At Vets4Pets, we can arrange for physiotherapy to be part of your pet’s multi-modal treatment plan. This allows a return to optimum mobility, and quality of life, as soon as possible.
Physiotherapists must receive a referral from the patient’s vet before treatment begins. This involves sharing all relevant medical history. This makes sure the treatment is safe and appropriate. It also allows the vet, physiotherapist, and pet owner to communicate during the treatment process. Working as a team allows the best outcome for the pet.
How could physiotherapy help my pet?
It’s widely recognised that treatment outcomes are better for pets who have received physiotherapy after orthopaedic surgery. But did you know there are many other pets that can benefit from physiotherapy?

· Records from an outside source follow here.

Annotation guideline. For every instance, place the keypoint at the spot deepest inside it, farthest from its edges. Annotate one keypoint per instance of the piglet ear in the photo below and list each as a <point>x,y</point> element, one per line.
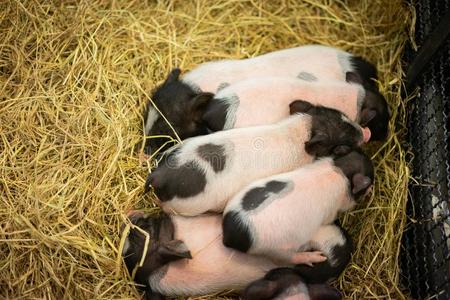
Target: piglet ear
<point>341,150</point>
<point>323,291</point>
<point>367,115</point>
<point>353,77</point>
<point>173,76</point>
<point>360,183</point>
<point>174,250</point>
<point>316,143</point>
<point>300,106</point>
<point>200,101</point>
<point>260,289</point>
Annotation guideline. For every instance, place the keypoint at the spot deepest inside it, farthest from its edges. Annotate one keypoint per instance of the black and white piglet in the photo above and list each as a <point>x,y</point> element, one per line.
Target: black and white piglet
<point>186,256</point>
<point>286,284</point>
<point>204,172</point>
<point>278,215</point>
<point>266,100</point>
<point>184,101</point>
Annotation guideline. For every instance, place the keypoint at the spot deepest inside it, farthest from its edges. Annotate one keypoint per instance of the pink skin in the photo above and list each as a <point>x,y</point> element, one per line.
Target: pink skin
<point>213,267</point>
<point>266,100</point>
<point>257,152</point>
<point>366,134</point>
<point>317,193</point>
<point>321,61</point>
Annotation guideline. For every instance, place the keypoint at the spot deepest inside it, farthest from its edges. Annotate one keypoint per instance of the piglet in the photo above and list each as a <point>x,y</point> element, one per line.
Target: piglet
<point>336,244</point>
<point>186,257</point>
<point>266,100</point>
<point>278,215</point>
<point>204,172</point>
<point>286,284</point>
<point>181,102</point>
<point>310,62</point>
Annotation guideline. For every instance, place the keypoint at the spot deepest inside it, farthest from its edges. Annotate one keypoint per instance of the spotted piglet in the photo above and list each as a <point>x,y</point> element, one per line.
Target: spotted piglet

It can improve recovery times from accidents, surgery or illness. It can also improve life quality and mobility. Pets with orthopaedic problems, (such as hip or elbow dysplasia, osteoarthritis, spinal, neurological, soft-tissue or mobility problems) can all be helped. Physiotherapy can also help the management of chronic pain.
Is physiotherapy just for dogs?
As you might expect, dogs are the most popular patients to be treated by animal physiotherapists. However, cats, rabbits and other pets of all ages also benefit from, and enjoy, treatment.
Physiotherapy can be used even in the care of healthy pets. For example, dogs taking part in sports such as agility and flyball, benefit from regular treatment. It helps them to stay fit and strong, reducing the risk of injury.
Your vet may recommend that your pet receives physiotherapy in preparation for an elective (non-emergency) procedure. This can help maximise mobility and improve muscle strength and balance, which all help with recovery.
What happens at my pet's physiotherapy appointment?
Physiotherapists can use many different techniques to help your pet. These may include clinical massage techniques, a range of movement exercises and manual therapies.
Hydrotherapy (including supervised swimming and water treadmills) may also be recommended. Medical devices can sometimes be used to help stimulate nerves and muscles to work. Specialised equipment can be used which is designed to help your pet re-learn how to use parts of their body following surgery or illness.
A physiotherapy appointment will last longer than a normal veterinary consultation. Your physiotherapist will explain the course of therapy they have planned for your pet.
Depending on your pet’s individual needs, you might expect to bring your pet back for several sessions. They may also recommend an occasional assessment once they have reached a maintenance level of therapy. Your physiotherapist might ask you to do some exercises at home, or to make some suggested lifestyle adaptations, to help your pet's recovery. They will provide you with a written exercise plan or guidance sheet, to help you with this.
How do I access physiotherapy for my pet?
Your local Vets for Pets practice may offer physiotherapy in the clinic. Speak to your vet team to find out.
Alternatively, your vet may already have discussed physiotherapy with you if your pet has been diagnosed with a condition that could benefit from this form of physical therapy. Some surgeries offer physiotherapy as part of their usual services, while others work with visiting physiotherapists who run clinics out of the surgery and see patients individually.
If physiotherapy is unavailable in-clinic, your vet can refer your pet to a recommended veterinary physiotherapist nearby. Many pet insurance policies will help with the cost of physiotherapy, so you could check with your insurance provider whether your pet is covered for it.